La instalación, inaugurada a finales de junio, es la única de su tipo en México. El método consiste en criar grandes cantidades de moscas, esterilizarlas mediante radiación y liberarlas en la naturaleza. Las hembras silvestres que se aparean con machos estériles no producen descendencia, lo que reduce la población de la plaga.
El objetivo es alcanzar una producción de 100 millones de moscas estériles por semana para noviembre, y distribuirlas desde el norte de México y Texas hacia el sur. En julio, la planta generaba unos 10 millones de moscas semanales, según Hunberto Gomes Velásques, supervisor del establecimiento.
El brote afectó a la industria ganadera de México y Estados Unidos, y contribuyó al cierre de la frontera estadounidense a las importaciones de ganado mexicano durante 2025. A finales de junio, Estados Unidos inició una reapertura gradual de la frontera, aunque las autoridades indicaron que la plaga persistirá.
La presidenta de México, Claudia Sheinbaum, asistió a la inauguración de la planta y declaró que, aunque no se puede precisar el tiempo de erradicación, la instalación ayudará a contener la propagación. “Ya se erradicó una vez, y por eso los expertos dicen que podemos erradicarla una segunda vez”, afirmó. Expertos consultados estiman que la erradicación podría demandar hasta 20 años.
El gusano barrenador, nombre común de la larva de la mosca, se introduce en heridas abiertas de animales de sangre caliente y consume tejido. Las infecciones no tratadas pueden causar la muerte en una semana.
El brote actual se expandió desde Panamá y Costa Rica en 2023, atravesó México y llegó a Estados Unidos. El Tapón del Darién, que solía actuar como barrera biológica, dejó de contener la plaga. Pablo Liedo, investigador del Colegio de la Frontera Sur, señaló que el incremento de migrantes y el tráfico ilegal de animales en la región podrían haber contribuido a la dispersión.
La planta de Metapa fue reacondicionada a partir de una instalación de la década de 1970 que se usaba para la cría de la mosca mediterránea de la fruta. El gobierno mexicano invirtió 30 millones de dólares y Estados Unidos aportó 21 millones.
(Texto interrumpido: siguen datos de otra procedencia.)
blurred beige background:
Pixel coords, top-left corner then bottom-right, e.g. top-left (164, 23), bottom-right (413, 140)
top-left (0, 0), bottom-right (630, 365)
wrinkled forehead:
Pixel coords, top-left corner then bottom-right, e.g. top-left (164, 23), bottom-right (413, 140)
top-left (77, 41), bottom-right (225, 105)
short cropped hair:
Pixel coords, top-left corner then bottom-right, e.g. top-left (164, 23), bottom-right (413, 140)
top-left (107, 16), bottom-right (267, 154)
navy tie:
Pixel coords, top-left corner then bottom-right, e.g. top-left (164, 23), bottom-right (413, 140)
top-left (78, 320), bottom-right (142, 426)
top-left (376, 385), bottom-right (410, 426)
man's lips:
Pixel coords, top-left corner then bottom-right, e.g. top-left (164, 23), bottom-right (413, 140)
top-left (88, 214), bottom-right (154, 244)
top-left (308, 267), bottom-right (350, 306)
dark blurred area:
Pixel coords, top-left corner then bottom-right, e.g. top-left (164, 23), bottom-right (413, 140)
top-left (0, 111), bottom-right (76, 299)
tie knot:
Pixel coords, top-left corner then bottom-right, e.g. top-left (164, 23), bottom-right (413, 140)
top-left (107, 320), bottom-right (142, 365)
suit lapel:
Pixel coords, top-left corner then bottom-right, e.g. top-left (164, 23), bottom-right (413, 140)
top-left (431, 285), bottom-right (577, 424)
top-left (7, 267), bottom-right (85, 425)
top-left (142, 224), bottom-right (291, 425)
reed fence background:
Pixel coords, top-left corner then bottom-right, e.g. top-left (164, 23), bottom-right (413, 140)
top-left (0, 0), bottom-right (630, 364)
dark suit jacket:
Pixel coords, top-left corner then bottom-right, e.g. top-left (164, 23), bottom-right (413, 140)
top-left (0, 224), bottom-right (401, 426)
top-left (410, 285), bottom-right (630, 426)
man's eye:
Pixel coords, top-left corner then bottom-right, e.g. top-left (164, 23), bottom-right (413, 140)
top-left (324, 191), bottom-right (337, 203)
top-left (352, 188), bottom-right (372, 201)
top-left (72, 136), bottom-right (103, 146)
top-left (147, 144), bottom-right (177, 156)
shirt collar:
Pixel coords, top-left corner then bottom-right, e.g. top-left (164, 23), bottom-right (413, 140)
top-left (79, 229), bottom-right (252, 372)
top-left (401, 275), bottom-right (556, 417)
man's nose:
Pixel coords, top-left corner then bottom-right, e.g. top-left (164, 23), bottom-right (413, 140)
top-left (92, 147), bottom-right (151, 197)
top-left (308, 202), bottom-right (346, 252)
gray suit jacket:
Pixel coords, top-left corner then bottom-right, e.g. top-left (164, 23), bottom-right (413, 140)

La planta cuenta con sistemas de ventilación sellados, esterilización de residuos y salas climatizadas a 38,3 °C con 80% de humedad relativa.
Eduardo Farfán, veterinario en Pijijiapan, Chiapas, cuestionó la velocidad de la respuesta oficial. “El gobierno mexicano está intentando tapar el sol con un dedo”, dijo. “¿Se puede erradicar? Sí. Pero se trata de tener más. El gusano nos ha robado el tiempo”.
En Chiapas, el estado más afectado, los ganaderos inspeccionan a diario a sus animales. Francisco Javier Rodríguez, productor de 50 cabezas, reportó nueve infecciones en el último año. En un caso reciente, el veterinario extrajo 20 gusanos de una ternera de tres días. “Tengo que comprobarlo todos los días”, declaró Rodríguez.
El Departamento de Agricultura de Estados Unidos anunció la apertura de una nueva planta en Texas a principios de 2027, con capacidad para producir 300 millones de moscas estériles semanales hacia finales de 2028. Según expertos, se necesitan al menos 500 millones de moscas semanales para controlar el brote regional.